# Pi – What it is and why we celebrate it

Taking a peek at 3/14 and 3.14

Pi is arguably the most recognizable constant in all of mathematics. Used by grade school geometry and applied math laboratories alike, Pi has a broad range of applications: whether it be for finding the area of a circle or making the necessary calculations for a satellite’s flight path, the value Pi plays an integral part in both of these vastly different problems.

3/14 was first celebrated by the San Francisco Exploratorium in 1988 and by a worker there named Larry Shaw. Starting on 3/14 at 1:59, Shaw set up a table of pies at the museum in order to honor the occasion. Since then, the celebration has blossomed into a yearly event and a national holiday appreciated alongside the birthday of Albert Einstein.

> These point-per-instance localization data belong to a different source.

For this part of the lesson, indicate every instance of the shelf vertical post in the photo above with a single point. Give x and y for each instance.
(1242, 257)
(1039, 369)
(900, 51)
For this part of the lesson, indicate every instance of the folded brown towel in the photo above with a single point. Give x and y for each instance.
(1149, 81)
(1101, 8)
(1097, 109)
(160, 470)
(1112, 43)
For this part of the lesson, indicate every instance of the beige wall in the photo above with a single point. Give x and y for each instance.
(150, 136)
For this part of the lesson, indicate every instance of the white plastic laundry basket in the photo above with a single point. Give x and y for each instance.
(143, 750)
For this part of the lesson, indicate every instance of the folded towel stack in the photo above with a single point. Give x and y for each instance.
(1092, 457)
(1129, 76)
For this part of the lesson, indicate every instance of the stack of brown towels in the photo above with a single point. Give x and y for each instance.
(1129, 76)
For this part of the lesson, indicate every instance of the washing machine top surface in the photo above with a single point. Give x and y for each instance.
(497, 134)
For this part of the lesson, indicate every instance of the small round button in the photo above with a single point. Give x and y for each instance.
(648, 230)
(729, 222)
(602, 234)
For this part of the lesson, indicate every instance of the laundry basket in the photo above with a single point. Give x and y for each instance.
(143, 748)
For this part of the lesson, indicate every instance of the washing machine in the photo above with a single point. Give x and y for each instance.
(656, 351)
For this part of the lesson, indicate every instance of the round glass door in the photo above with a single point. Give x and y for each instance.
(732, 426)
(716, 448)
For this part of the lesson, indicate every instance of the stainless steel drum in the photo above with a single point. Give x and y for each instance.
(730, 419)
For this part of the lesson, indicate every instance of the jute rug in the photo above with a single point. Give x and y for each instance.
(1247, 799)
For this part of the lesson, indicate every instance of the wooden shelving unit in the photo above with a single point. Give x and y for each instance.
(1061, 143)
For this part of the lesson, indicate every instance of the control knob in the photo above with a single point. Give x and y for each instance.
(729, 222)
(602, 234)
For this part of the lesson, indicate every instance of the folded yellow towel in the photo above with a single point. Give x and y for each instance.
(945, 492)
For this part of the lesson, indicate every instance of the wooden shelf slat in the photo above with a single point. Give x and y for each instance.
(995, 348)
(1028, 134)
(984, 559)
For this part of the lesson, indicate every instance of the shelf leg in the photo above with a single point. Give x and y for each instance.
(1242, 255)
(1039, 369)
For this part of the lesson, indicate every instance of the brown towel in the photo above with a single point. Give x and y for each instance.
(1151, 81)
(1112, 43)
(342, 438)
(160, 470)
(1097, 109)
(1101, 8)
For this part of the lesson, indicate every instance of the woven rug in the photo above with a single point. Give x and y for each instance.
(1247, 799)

As for the number itself, Pi has been around for four millennia. The Ancient Babylonians calculated the area of circles using the classic formula of the radius squared times Pi, which they estimated to be around 3.125. However, this was later refined independently by Greek and Chinese mathematicians around 250 CE with an estimation of 3.14.

Using the perimeters of polygons, these early understandings of Pi were derived from inscribed shapes in circles. With these shapes, the Greeks and Chinese could find the range in which Pi must exist and made their evaluations. Later breakthroughs in calculus and infinite series led to even greater precision, with the most accurate manual approximation being 620 digits.

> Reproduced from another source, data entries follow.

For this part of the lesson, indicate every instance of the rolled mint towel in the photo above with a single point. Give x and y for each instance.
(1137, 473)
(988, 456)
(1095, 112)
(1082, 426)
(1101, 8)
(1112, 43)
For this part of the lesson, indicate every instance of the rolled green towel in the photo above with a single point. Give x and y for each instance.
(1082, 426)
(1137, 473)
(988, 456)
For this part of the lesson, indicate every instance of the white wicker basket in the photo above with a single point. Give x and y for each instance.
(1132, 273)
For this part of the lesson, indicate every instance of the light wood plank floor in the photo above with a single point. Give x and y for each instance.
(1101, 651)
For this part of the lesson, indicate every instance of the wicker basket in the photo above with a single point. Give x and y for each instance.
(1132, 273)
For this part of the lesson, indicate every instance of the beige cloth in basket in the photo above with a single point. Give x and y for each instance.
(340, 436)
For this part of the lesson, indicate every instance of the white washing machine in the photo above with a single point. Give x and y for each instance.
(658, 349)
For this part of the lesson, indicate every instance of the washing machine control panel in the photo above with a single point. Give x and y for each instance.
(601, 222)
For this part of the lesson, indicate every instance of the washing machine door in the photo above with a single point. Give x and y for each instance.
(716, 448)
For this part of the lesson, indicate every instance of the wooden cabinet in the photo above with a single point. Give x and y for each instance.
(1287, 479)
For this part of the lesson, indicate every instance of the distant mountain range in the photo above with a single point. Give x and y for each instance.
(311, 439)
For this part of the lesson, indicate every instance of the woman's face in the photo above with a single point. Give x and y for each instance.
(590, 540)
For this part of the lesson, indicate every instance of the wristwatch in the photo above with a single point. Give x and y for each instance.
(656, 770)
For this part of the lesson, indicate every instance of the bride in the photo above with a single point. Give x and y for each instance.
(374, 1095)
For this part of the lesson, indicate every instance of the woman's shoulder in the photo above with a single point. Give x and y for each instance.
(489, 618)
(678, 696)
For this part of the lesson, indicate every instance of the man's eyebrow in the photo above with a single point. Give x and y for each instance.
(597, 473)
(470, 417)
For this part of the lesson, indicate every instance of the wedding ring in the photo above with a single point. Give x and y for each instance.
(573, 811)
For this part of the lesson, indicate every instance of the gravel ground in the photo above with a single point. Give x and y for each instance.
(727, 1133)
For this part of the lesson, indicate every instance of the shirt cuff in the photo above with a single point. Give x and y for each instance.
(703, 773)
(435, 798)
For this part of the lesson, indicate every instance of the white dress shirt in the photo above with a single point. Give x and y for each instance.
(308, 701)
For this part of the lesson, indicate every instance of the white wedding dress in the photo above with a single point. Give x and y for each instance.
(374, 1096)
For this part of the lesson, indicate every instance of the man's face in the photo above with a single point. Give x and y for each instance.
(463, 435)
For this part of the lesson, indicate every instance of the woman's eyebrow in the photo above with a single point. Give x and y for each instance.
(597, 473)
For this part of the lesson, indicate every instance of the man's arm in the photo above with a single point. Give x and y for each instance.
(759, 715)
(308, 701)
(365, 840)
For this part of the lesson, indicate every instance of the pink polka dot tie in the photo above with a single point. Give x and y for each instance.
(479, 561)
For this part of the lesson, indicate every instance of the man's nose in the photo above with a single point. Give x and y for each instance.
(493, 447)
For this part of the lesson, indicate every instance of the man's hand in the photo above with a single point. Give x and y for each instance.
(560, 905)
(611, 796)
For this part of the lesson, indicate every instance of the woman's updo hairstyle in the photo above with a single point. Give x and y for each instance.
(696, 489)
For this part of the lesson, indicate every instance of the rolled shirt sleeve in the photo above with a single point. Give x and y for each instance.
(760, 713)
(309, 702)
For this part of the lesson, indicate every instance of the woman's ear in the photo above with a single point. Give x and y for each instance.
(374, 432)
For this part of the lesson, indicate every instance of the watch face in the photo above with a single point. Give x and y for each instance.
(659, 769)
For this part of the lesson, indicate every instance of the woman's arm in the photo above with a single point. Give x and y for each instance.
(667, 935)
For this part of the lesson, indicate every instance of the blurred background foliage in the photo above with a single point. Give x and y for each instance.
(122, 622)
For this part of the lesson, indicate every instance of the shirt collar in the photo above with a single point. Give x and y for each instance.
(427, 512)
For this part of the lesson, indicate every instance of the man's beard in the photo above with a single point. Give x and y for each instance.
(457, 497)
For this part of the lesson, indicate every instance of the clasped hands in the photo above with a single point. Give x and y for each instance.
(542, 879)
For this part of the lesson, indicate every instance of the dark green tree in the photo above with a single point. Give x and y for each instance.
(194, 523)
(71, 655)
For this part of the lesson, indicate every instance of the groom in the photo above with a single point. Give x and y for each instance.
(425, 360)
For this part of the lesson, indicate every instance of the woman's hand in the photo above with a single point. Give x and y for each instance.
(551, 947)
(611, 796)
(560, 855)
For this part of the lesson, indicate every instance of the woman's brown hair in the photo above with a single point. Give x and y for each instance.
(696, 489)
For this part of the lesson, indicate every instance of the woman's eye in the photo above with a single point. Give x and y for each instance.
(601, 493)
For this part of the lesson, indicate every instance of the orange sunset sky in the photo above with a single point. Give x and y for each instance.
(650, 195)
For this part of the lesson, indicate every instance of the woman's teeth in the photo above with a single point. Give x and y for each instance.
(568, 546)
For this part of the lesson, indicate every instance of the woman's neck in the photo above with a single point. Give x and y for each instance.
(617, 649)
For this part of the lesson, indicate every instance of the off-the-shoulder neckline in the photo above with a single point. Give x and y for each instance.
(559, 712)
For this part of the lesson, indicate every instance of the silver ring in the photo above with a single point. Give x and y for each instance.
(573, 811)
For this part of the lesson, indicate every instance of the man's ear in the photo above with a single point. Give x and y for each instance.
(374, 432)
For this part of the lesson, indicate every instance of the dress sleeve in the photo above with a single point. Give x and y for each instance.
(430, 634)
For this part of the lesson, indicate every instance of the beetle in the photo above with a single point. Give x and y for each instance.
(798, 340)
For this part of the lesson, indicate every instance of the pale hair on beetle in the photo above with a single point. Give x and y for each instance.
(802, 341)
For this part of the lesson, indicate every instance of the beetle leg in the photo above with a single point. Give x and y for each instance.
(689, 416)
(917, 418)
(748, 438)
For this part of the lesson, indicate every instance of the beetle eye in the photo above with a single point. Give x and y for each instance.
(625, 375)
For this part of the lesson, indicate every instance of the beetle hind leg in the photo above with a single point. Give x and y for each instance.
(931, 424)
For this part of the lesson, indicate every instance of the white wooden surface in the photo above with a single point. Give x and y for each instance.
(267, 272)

Now, Pi is estimated with powerful algorithms. In 2019, the record number of Pi digits calculated was set at 31 trillion digits, a value that took 25 computers, 170 terabytes, and over 100 days to determine.

While such precision on the true value of Pi is likely not needed for any practical use, its immeasurable length evades our logic. Despite Pi’s irrational properties and endlessness which slips the grasps of our most powerful computers, it still remains a household value that very much keeps our world turning.